Physiology of DIGESTIVE SYSTEM
• Mechanical functions of digestion immature at birth
No voluntary control over swallowing until 6 weeks
Stomach capacity decreased
Relaxed sphincter contributes to tendency to regurgitate
• Liver functions immature throughout infancy
• Gastric acidity low in infants à rises until age 10
• Digestive processes are mature by toddlerhood
Assessment:
• Presenting problem
a. Vomiting
b. Abnormal bowel habits: diarrhea, constipation, bleeding
c. Weight loss, failure to thrive
d.

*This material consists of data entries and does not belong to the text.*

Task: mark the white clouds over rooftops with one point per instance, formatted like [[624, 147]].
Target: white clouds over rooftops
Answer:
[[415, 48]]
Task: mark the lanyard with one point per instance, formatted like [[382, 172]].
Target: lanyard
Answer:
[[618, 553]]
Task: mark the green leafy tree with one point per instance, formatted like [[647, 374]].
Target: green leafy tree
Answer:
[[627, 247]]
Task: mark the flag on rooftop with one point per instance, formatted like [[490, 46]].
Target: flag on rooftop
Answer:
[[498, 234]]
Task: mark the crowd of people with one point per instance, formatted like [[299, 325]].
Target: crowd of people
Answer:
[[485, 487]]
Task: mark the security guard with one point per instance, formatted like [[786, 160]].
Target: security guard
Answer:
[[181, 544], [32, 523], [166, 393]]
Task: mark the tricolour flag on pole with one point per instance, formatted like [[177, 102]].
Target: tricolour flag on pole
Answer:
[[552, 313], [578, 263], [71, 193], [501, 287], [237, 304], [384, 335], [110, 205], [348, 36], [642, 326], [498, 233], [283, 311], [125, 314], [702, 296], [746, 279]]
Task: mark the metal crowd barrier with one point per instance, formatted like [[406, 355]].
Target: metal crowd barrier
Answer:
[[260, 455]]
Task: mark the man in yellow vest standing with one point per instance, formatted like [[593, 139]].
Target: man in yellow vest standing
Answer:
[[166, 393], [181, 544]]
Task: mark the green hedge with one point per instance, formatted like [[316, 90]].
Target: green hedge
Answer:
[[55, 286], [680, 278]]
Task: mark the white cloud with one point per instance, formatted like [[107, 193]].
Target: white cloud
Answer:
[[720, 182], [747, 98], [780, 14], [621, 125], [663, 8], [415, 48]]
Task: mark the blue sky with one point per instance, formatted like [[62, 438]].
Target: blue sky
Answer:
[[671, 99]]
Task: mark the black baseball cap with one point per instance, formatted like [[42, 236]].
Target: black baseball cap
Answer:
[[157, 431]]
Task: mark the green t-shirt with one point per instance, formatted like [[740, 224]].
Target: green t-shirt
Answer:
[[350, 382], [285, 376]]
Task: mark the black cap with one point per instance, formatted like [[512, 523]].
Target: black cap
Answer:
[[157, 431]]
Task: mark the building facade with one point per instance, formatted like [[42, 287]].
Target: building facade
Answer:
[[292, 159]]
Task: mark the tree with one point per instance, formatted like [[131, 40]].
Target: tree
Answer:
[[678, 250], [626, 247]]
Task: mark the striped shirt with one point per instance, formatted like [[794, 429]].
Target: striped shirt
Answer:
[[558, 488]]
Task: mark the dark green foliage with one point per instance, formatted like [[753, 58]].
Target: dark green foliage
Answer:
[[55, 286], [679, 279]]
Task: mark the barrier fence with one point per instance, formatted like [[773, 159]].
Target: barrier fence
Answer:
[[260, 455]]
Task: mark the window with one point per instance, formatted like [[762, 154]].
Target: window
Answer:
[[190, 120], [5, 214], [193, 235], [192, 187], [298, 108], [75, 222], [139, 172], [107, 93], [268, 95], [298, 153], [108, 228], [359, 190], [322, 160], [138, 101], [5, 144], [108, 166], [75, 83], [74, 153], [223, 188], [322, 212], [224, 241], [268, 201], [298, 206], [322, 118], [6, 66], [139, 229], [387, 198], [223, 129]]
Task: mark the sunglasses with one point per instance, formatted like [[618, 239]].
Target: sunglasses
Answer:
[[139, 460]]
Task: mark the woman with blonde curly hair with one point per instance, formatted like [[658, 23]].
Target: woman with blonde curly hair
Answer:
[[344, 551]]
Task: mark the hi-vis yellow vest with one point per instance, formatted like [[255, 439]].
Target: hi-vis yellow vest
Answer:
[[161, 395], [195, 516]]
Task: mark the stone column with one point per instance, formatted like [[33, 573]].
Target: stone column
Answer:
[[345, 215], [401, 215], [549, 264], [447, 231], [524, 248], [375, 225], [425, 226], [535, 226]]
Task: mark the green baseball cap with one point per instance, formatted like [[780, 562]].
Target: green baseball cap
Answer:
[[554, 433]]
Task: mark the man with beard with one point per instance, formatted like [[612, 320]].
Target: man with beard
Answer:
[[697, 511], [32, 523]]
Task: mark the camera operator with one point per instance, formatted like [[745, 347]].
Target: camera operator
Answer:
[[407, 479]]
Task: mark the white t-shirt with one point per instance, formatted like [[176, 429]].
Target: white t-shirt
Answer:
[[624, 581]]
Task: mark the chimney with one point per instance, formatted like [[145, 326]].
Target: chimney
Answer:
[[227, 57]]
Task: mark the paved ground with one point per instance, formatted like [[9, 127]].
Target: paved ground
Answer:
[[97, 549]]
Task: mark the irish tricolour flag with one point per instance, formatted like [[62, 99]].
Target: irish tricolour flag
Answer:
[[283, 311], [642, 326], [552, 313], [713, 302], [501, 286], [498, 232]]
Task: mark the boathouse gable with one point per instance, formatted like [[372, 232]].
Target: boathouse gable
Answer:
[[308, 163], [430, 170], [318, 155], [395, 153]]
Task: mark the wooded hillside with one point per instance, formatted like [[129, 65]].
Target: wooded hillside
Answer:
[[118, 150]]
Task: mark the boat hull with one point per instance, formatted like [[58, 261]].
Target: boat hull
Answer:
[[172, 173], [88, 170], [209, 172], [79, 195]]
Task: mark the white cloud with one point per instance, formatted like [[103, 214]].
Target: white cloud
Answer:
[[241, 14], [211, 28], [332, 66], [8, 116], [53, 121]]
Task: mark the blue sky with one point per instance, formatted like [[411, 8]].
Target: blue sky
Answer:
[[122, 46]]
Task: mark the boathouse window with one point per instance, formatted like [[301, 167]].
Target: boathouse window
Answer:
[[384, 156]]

Pain
• Nutritional history
Physical Examination:
• General appearance:
a. Height and weight
b. Measure mid arm circumference
c. Observe color: jaundice
• Mouth: dentition
• Abdomen
a. Skin integrity
b. Abdominal distension; visible peristaltic waves
c. Inspect for hernias
d. Auscultate bowel sounds ( every 10-30 seconds)
e. Palpate for tenderness
f. Liver span (inferior edge palpated 1-2 cm below RCM)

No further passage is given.